I tried this, but got 'bad character range,' I'm guessing because of the 0's:

s1 = glob.glob('sync_' + '{[0001-0009], [0010-0099], [0100-0800]}' + '.tif')
s2 = glob.glob('sync_' + '{[0801-0999], [1000-1600]}' + '.tif')

I then tried moving the 0's out front like so, but got an empty list:

s1 = glob.glob('sync_' + '{000[1-9], 00[10-99], 0[100-800]}' + '.tif')

What's the best way to achieve these three lists? I'm starting to think I have the whole glob thing wrong, so if someone could shed some light that would be great. Thanks!


Solution

  • The fnmatch module underpinning the glob.glob() function is not nearly sophisticated enough for your task.

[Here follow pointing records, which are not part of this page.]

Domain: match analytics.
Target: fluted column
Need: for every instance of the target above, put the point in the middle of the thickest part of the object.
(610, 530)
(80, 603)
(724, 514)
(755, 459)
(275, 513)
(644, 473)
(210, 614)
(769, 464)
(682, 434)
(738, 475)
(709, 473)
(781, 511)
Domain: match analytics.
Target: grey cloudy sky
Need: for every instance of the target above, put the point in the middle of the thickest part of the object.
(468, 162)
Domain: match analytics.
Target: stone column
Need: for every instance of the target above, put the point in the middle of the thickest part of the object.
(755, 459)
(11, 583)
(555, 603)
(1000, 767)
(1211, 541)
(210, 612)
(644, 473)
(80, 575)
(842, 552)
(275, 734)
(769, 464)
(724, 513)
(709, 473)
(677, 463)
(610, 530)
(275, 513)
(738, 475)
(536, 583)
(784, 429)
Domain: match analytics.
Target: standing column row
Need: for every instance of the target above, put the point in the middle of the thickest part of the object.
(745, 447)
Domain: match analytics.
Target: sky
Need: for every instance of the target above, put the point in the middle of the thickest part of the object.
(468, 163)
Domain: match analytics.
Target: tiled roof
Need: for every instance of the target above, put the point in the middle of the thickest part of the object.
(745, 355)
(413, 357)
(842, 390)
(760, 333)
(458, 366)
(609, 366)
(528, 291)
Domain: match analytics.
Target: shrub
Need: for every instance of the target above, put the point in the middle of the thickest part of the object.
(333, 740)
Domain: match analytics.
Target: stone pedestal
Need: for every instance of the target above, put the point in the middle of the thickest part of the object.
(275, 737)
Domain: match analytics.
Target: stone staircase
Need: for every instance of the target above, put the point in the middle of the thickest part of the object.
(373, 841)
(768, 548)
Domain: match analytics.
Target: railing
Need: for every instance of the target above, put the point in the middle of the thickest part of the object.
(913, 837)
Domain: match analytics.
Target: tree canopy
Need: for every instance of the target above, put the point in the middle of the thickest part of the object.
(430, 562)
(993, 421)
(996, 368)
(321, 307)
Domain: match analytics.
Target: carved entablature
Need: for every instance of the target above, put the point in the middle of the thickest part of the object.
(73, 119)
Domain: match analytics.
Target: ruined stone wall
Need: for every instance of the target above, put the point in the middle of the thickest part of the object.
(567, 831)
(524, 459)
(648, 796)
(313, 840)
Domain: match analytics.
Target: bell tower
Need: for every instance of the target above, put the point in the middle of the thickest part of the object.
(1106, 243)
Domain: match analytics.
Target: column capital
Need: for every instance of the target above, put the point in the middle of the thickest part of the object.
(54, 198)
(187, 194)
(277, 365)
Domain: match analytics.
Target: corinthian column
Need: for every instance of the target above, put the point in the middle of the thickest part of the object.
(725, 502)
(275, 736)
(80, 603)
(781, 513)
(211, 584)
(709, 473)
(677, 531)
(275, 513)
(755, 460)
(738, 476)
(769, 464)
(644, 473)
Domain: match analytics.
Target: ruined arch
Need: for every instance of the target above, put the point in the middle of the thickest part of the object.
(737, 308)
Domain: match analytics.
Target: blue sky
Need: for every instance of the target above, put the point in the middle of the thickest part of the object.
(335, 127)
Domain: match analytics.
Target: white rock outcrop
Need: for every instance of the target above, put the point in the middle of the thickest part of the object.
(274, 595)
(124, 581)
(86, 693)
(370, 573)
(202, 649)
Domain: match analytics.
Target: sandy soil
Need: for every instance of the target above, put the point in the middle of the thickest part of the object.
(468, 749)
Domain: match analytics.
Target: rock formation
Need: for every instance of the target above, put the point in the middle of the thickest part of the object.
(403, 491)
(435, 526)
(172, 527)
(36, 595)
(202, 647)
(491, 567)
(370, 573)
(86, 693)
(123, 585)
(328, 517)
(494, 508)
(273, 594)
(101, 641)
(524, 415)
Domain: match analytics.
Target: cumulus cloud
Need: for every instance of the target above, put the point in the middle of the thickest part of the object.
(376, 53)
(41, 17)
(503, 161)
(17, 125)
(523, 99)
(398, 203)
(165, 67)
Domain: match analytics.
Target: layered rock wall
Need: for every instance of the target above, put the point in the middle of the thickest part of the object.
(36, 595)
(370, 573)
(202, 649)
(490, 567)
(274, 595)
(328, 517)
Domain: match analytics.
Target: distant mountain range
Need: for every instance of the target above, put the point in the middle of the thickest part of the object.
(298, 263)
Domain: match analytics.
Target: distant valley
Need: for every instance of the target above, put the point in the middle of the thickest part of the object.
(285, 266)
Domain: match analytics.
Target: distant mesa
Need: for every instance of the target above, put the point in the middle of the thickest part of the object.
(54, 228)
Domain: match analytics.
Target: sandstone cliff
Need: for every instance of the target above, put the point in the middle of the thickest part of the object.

    Just grab all filenames and partition them after sorting:

    filenames = sorted(glob.glob('sync_[0-9][0-9][0-9][0-9].tif'))
    

    This works because your numbers are padded and can thus be sorted lexicographically. Then partition them:

    s1 = [f for f in filenames if 0 < int(f[5:9]) <= 800]
    s2 = [f for f in filenames if 800 < int(f[5:9]) <= 1600]
    s3 = [f for f in filenames if 1600 < int(f[5:9]) <= 2400]
    

    The directory I/O will be the slowest here anyway. You can make this all a little more efficient by looping just once and swapping what you append to:

    target = s1 = []
    s2 = []
    s3 = []
    for f in filenames:
        num = int(f[5:9])
        if num > 800:
            target = s2
        elif num > 1600:
            target = s3
        target.append(f)
    

    but for a task like this sticking to the simpler list comprehensions is just fine too.